Technology & formats

Mirroring runs your phone flat-out. Slides don’t.

Both put your phone's content on a big screen, but they work completely differently under the hood — and one of them keeps your battery working hard even while a slide just sits there.

Halfway through the workshop your phone is hot and the battery's dropping fast. If you're mirroring your screen to the projector, that's not a surprise — mirroring is closer to live-streaming video than to "showing a slide," and it never stops working, even when nothing on screen is moving.

✕ The myth

"Mirroring or streaming slides — same thing for the battery."

Both show your screen on the TV, so they must cost about the same.

✓ The reality

They're built completely differently.

Mirroring captures, encodes and transmits video continuously. Slide-streaming sends one image, then goes essentially idle until you click.

The costly parts of a phone are well established: the display and connectivity are among the biggest power draws, and live video capture/streaming drains a battery quickly because the camera pipeline and video encoder run non-stop.1 During video streaming the display alone can account for roughly 15–22% of total power2 — and mirroring keeps the display, the encoder and the radio all pinned, even on a static slide. Sending a single slide, by contrast, is a brief burst followed by near-silence.

Always-on vs. bursty
Non-stop

Mirroring encodes and transmits video frames continuously — even while a slide sits unchanged. Slide-streaming sends the image once and idles. Same picture on the wall; very different work for your phone.1

Sources: smartphone power studies (display & live-streaming drain)
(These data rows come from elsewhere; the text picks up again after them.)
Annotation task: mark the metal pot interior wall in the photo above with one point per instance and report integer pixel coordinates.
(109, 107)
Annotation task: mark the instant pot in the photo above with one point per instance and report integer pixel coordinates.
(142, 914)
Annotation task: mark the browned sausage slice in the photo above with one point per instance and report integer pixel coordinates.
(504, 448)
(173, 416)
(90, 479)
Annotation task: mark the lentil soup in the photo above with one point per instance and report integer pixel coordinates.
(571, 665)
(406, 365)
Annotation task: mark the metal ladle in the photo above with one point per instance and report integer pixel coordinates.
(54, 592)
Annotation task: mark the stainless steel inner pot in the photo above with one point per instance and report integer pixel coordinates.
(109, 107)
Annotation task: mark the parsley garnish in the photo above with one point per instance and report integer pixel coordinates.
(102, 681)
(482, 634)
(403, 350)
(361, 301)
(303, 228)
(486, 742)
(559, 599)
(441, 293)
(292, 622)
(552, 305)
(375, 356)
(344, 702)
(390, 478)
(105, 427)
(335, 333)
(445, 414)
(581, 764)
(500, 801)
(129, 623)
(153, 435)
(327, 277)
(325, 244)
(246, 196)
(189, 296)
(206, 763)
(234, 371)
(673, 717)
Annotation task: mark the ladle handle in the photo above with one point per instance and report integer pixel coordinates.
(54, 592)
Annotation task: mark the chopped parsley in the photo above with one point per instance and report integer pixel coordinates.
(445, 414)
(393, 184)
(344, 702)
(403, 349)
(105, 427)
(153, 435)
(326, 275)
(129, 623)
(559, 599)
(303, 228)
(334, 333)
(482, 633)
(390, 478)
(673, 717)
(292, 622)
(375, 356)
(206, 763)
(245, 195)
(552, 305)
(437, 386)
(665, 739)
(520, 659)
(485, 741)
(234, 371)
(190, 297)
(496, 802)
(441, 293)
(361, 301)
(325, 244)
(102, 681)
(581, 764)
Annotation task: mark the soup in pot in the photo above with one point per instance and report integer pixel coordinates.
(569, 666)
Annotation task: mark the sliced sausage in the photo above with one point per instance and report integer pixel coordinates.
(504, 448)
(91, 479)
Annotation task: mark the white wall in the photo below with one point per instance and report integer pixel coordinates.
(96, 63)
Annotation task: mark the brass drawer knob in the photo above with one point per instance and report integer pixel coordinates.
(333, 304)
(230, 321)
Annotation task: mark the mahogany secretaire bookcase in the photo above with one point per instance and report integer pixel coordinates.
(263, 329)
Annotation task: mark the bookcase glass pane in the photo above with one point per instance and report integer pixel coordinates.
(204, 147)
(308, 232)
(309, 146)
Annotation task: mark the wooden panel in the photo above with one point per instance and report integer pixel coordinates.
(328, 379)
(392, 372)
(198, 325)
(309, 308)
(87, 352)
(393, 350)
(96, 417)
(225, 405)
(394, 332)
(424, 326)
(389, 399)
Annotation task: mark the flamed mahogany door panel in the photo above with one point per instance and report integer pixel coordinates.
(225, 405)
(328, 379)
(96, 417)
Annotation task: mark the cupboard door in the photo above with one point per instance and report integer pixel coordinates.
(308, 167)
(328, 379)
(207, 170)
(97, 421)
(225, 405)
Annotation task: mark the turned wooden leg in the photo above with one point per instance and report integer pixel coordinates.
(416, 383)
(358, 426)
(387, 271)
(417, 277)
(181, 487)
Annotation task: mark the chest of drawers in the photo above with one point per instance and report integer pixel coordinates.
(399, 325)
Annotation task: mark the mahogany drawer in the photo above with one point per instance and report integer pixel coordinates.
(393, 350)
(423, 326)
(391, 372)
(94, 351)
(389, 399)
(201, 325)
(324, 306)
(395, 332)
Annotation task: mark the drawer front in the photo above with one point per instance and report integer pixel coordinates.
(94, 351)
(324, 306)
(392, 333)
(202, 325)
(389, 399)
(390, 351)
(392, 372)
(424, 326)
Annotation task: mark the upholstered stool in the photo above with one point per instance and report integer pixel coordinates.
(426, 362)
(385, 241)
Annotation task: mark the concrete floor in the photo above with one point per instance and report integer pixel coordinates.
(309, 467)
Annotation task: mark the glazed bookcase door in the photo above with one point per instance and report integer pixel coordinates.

Where the energy actually goes

Mirroring's cost is duty cycle. To keep a live video feed going it must grab the framebuffer, compress it, and push a stream over Wi-Fi many times per second — whether the slide changed or not. Slide-streaming spends energy only at the transitions: encode one frame, send it, then let the encoder and radio rest. Over a 45-minute talk with a slide change every minute or two, that's the difference between running a marathon and taking a stroll with occasional sprints.

0%
Share of phone power the display alone can take during video streaming — one of several always-on costs in mirroring.2
Encoder
Continuous video encoding is a documented fast-drain activity; mirroring runs it the whole time.1
Bursty
Slide-streaming works only at each transition, then idles — far less duty cycle.
⚖ The honest bit — this is a mechanism, not a benchmark

We won't invent an "X% longer" number.

The direction is well-grounded: continuous capture-encode-transmit costs more than an occasional single-frame send, and display plus connectivity are top consumers.12 But the exact gap depends on your device, screen brightness, codec, and network — so we're not going to fabricate a precise figure. And honestly: if you're plugged into power, or your talk is ten minutes, none of this matters. Mirroring also has a real edge we won't hide — it can show anything on your phone, including live apps and video, which static slide-streaming can't.

Where SyncBy!App fits

SyncBy streams slides, not a live screen: it sends each slide as an image and then goes quiet, which is the low-duty-cycle side of this trade — gentler on the battery across a long session, and lighter on the network too. If what you need to show is genuinely live (a running app, a video, a real-time demo), that's a mirroring job, and we'll happily point you at a cable or a cast device instead. For slides, streaming is the calmer choice.

TL;DR
  • Mirroring ≈ live video: continuous capture, encode and transmit — even on a still slide.
  • Slide-streaming sends one image, then idles until the next click.
  • Display and connectivity are top power draws; continuous encoding drains fast.12
  • Honest caveat: direction is clear, exact numbers aren't — and mirroring wins when you must show live content.

Sources

  1. Study Research on smartphone energy — live video capture/streaming is a fast-drain activity (continuous camera pipeline + encoder); connectivity and display are primary consumers. See "Energy Consumption Anatomy of Live Video Streaming from a Smartphone" and related work via ResearchGate, and UC San Diego's smartphone power breakdown.
  2. Study Measurements of display power during video streaming (≈15–22% of total) — e.g. battery-drain profiling of video features in major apps, Scientific Reports (2023).
  3. Estimate The head-to-head "which lasts longer" is a reasoned inference from the above mechanisms, not a controlled A/B benchmark; real-world results vary by device, brightness, codec and network.